Battlefield Torture, Climate Change, and Immersive Narrative—EVL presents two provocative new artworks

Tuesday, June 17th, 3-5PM and
Monday, July 7th, 4-6 PM

The Electronic Visualization Lab (EVL) is pleased to present two new artworks made for the CAVE2 and Cybercommons Tile Wall display. The projects were produced through a unique collaboration between EVL faculty and staff and visiting artists from Philadelphia and Norway.

Hearts and Minds: The Interrogations Project is a 3D narrative experience made for the affective sensory environment of the EVL’s CAVE2 that gives voice to stories of this violence and the post-traumatic stress experienced by ordinary American soldiers who became torturers in the course of serving their country. During the American-led counterinsurgency and counterterrorism campaigns in Iraq in the years after September 11, 2001, the torture and abuse of detainees was a commonplace tactic. Hearts and Minds: the Interrogations Project is based on interviews of American soldiers conducted by Dr. John Tsukyama. Viewers travel through the domestic spaces and surreal interior landscapes of soldiers who have come home transformed by these experiences, triggering their testimonies by interacting with objects laden with loss.

EVL event poster June 17th

Hearts and Minds is developed by a team including filmmaker Roderick Coover, writer Scott Rettberg, artist and visualization researcher Daria Tsoupikova, computer scientist Arthur Nishimoto, sound designer Mark Partridge, production assistant Mark Baratta, and senior research programmer Lance Long. Dr. Jeffrey Stevenson Murer of St. Andrews University, Scotland also contributed as a consultant on the project. The Electronic Visualization Lab (EVL) at the University of Illinois Chicago, the UIC Department of Art and Design, Temple University, and the Norwegian Research Council supported the development of the project.

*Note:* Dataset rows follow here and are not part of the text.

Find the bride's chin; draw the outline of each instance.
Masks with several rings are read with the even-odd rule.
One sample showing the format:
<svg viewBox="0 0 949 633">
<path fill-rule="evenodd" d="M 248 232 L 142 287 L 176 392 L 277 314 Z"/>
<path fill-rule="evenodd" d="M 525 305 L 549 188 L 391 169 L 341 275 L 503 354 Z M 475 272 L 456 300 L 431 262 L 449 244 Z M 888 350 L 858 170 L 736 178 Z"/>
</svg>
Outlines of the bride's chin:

Toxi•City is a combinatory climate change narrative that generates a new feature-length film each time it is shown. Seven people struggle to survive after hurricanes and toxic events have devastated Philadelphia and New Jersey. These speculative stories of life in a post-industrial wasteland are set against the true stories of deaths from Hurricane Sandy in an algorithmic symphony of contemporary despair. Toxi•City was produced by Roderick Coover, Scott Rettberg, and collaborators, and supported by Temple University, the Chemical Heritage Foundation Museum, and the Norwegian Research Council.

These events have been organized by the EVL, Department of Art and Design, and the Electronic Literature Organization.

Both events are free and open to the public. Each of the two projects takes about 50 minutes to experience fully. Because space in the CAVE2 is limited, reservations are required and we will only be able to accommodate 40 visitors per showing.

Reserve a place at:

Directions to the EVL:

Artist Biographies

Roderick Coover b. 1967 is Director of the Graduation Program in Film and Media Arts at Temple University. Coover makes films, interactive cinema, installations and webworks. Some of his latest projects include the interactive series Unknown Territories ( about exploration in the American West ( and the edited book, Switching Codes: Thinking Through Digital Technology In The Humanities And Arts (Chicago 2011). A pioneer in interactive documentary arts and poetics, his works are distributed through Video Data Bank, DER, Eastgate Systems and elsewhere. is creative work has been exhibited online and at art venues including SIGGRAPH, Documenta Madrid, The American Philosophical Society Museum, Chemical Heritage Foundation Museum, and elsewhere. You can learn more about his work at

Scott Rettberg b. 1970 is Professor of Digital Culture in the Department of Linguistic, Literary, and Aesthetic studies at the University of Bergen, Norway. Rettberg was the project leader of ELMCIP (Electronic Literature as a Model of Creativity and Innovation in Practice), an EU- and HERA-funded collaborative research project, and a founder of the Electronic Literature Organization. Rettberg is the author or coauthor of novel-length works of electronic literature, combinatory poetry, and films including The Unknown, Kind of Blue, Implementation, Frequency, Three Rails Live, Toxi•City and others. His creative work has been exhibited online and at art venues including the Chemical Heritage Foundation Museum, Palazzo dell Arti Napoli, Beall Center, the Slought Foundation, The Krannert Art Museum, and elsewhere. Rettberg is a native of the Chicago area and has been resident at UiC while on sabbatical this Spring.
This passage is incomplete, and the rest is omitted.